Quando si parla di filiera zootecnica, non si deve partire dal consumatore finale, ma dalla stalla, dai nostri allevamenti e allevatori, e solo successivamente arrivare al mercato.
“Non possiamo avere una filiera che schiaccia chi produce la materia prima e, come al solito, arricchisce esclusivamente la distribuzione commerciale”, ha aggiunto il referente provinciale dell’area zootecnica, Francesco Bianco. “Esiste un gap non più sostenibile, che mette a serio rischio la tenuta di centinaia e centinaia di aziende zootecniche. Non possiamo tollerare un prezzo finale del latte che viaggia a quota due euro al consumatore finale e avere alla stalla un prezzo che oscilla da 0,42 euro a 0,48: una forbice che mortifica gli attori principali della filiera. Siamo preoccupati – ha detto Bianco – per un’eventuale previsione di contrazione del consumo del latte, che andrebbe a creare ulteriori problemi, anche di natura alimentare, perché consapevolmente tutti conosciamo i benefici alimentari di questo prodotto. Ancora una volta, alla soglia delle imminenti consultazioni elettorali politiche per il rinnovo del Parlamento Italiano, facciamo un accorato appello, affinché si intervenga in modo deciso, e che la politica responsabilmente si faccia carico del disagio che sta vivendo tutto il sistema agroalimentare provinciale e regionale, assumendosene la responsabilità economica e sociale, perché se viene meno il sistema produttivo agroalimentare, verrà meno la tenuta sociale dei nostri territori. Non si può rimanere inermi di fronte alla chiusura di alcune stalle, non esistendo più una convenienza produttiva, dovuta, tra i tanti rincari, anche al folle rialzo dei prezzi dei mangimi”.
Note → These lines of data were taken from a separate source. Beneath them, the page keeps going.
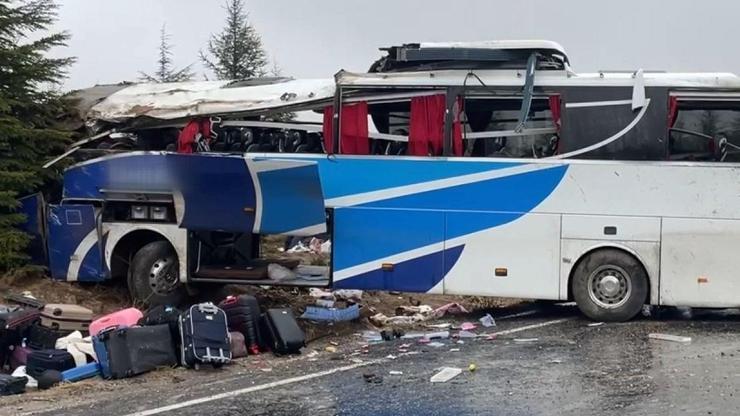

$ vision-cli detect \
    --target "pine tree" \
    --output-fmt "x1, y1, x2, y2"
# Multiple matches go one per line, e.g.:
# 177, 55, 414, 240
0, 0, 73, 270
200, 0, 267, 79
139, 25, 195, 82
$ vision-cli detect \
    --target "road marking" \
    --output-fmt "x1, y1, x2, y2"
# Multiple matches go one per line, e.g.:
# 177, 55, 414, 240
491, 317, 575, 335
496, 310, 539, 321
120, 358, 387, 416
118, 312, 575, 416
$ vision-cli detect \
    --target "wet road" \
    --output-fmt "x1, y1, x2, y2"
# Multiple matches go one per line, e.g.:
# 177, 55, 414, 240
8, 307, 740, 416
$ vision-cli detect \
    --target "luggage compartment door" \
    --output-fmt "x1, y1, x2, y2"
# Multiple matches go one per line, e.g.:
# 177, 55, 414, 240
47, 205, 107, 281
332, 207, 445, 293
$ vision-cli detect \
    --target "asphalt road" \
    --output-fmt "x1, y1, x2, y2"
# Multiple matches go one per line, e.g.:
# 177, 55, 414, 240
5, 306, 740, 416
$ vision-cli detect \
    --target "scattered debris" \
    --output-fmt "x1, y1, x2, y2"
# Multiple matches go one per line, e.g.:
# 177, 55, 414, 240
362, 373, 383, 384
432, 302, 468, 318
460, 322, 478, 331
429, 367, 462, 383
424, 322, 452, 329
478, 313, 496, 328
648, 333, 691, 344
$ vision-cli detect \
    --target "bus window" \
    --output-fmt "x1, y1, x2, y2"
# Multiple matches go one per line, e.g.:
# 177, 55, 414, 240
461, 96, 559, 158
669, 101, 740, 162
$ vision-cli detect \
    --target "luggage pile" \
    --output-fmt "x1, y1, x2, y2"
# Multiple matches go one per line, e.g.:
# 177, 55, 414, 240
0, 295, 305, 396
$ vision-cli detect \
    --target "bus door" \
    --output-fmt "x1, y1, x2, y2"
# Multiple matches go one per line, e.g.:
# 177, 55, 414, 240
46, 204, 106, 281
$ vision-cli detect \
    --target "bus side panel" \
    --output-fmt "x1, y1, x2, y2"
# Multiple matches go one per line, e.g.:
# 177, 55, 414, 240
660, 218, 740, 307
332, 207, 445, 293
47, 205, 107, 281
18, 193, 47, 266
444, 212, 560, 299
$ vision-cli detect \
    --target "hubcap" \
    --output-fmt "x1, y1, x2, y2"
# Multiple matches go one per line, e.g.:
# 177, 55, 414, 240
149, 257, 180, 295
588, 265, 632, 309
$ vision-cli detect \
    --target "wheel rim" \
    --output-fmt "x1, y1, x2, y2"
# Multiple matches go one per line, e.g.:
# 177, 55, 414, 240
588, 265, 632, 309
149, 257, 180, 295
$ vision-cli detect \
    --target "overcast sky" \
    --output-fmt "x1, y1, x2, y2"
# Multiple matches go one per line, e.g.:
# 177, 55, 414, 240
52, 0, 740, 89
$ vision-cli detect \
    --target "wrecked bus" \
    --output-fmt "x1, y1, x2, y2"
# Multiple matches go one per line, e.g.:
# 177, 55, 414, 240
21, 41, 740, 321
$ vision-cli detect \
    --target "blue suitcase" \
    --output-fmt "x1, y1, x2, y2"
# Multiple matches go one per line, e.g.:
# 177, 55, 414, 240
62, 362, 100, 383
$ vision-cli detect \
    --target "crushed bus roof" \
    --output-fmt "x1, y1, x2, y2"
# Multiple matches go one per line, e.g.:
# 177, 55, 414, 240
87, 78, 335, 123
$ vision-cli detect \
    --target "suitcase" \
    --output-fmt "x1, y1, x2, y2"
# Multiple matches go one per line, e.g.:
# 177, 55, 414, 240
0, 374, 28, 396
92, 328, 116, 378
10, 345, 33, 371
62, 363, 100, 383
218, 295, 262, 354
139, 305, 182, 352
26, 350, 75, 378
265, 308, 306, 355
229, 331, 247, 358
179, 302, 231, 368
90, 308, 144, 335
41, 303, 92, 332
94, 325, 177, 379
26, 322, 72, 350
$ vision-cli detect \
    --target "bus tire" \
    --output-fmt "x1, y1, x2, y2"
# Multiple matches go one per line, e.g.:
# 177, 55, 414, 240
572, 249, 648, 322
129, 240, 188, 306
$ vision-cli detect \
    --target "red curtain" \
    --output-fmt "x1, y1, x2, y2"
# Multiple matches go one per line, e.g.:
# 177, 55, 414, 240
452, 97, 465, 156
668, 97, 678, 129
548, 95, 561, 132
177, 118, 211, 153
323, 101, 370, 155
408, 94, 463, 156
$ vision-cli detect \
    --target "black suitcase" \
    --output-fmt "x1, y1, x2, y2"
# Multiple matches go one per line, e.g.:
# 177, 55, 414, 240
0, 374, 28, 396
218, 295, 263, 354
26, 323, 72, 350
98, 325, 177, 379
265, 308, 306, 355
180, 302, 231, 368
26, 350, 75, 378
139, 305, 182, 355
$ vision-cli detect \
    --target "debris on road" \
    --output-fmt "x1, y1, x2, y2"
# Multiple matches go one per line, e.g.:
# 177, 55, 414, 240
432, 302, 469, 318
429, 367, 462, 383
478, 313, 496, 328
362, 373, 383, 384
648, 333, 691, 344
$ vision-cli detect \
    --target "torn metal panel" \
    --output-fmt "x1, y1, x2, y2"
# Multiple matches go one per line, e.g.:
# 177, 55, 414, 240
87, 79, 335, 123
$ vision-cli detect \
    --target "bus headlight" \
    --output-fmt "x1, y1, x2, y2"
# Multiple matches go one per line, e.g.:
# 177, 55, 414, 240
131, 205, 149, 220
149, 207, 167, 221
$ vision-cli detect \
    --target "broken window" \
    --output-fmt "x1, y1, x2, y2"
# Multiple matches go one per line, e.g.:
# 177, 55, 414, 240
668, 97, 740, 162
461, 94, 560, 158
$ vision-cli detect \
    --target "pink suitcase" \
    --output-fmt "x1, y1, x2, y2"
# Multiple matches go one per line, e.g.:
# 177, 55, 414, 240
90, 308, 144, 335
I DATI. Il comparto lattiero-caseario pugliese conta oltre 2mila aziende con vacche e bufale, circa 3mila con ovini e caprini da latte. In questo particolare settore, la maggioranza delle imprese si concentra nelle province di Bari e Taranto. Nel Foggiano e nel Barese si concentra la maggiore presenza di allevamenti ovicaprini. Il numero di capi allevati si attesta attorno ai 70mila per bovini e bufalini, mentre registra oltre 300mila ovicaprini. In Puglia, c’è un aumento delle dimensioni medie d’impresa, ma è ancora insufficiente se paragonato alla media nazionale. Per quanto riguarda le bufale, è la provincia di Foggia a detenere il primato pugliese. Sono circa 200 le unità di trasformazione e raccolta del latte in tutta la Puglia. Particolarmente rilevante su base regionale, nel complesso, è la diffusione di caseifici privati, mentre molto lavoro c’è da fare per accrescere il numero delle cooperative dedicate alla raccolta e alla lavorazione del latte. A differenza del comparto olivicolo, quello lattiero-caseario vede una scarsa presenza di Organizzazioni dei produttori.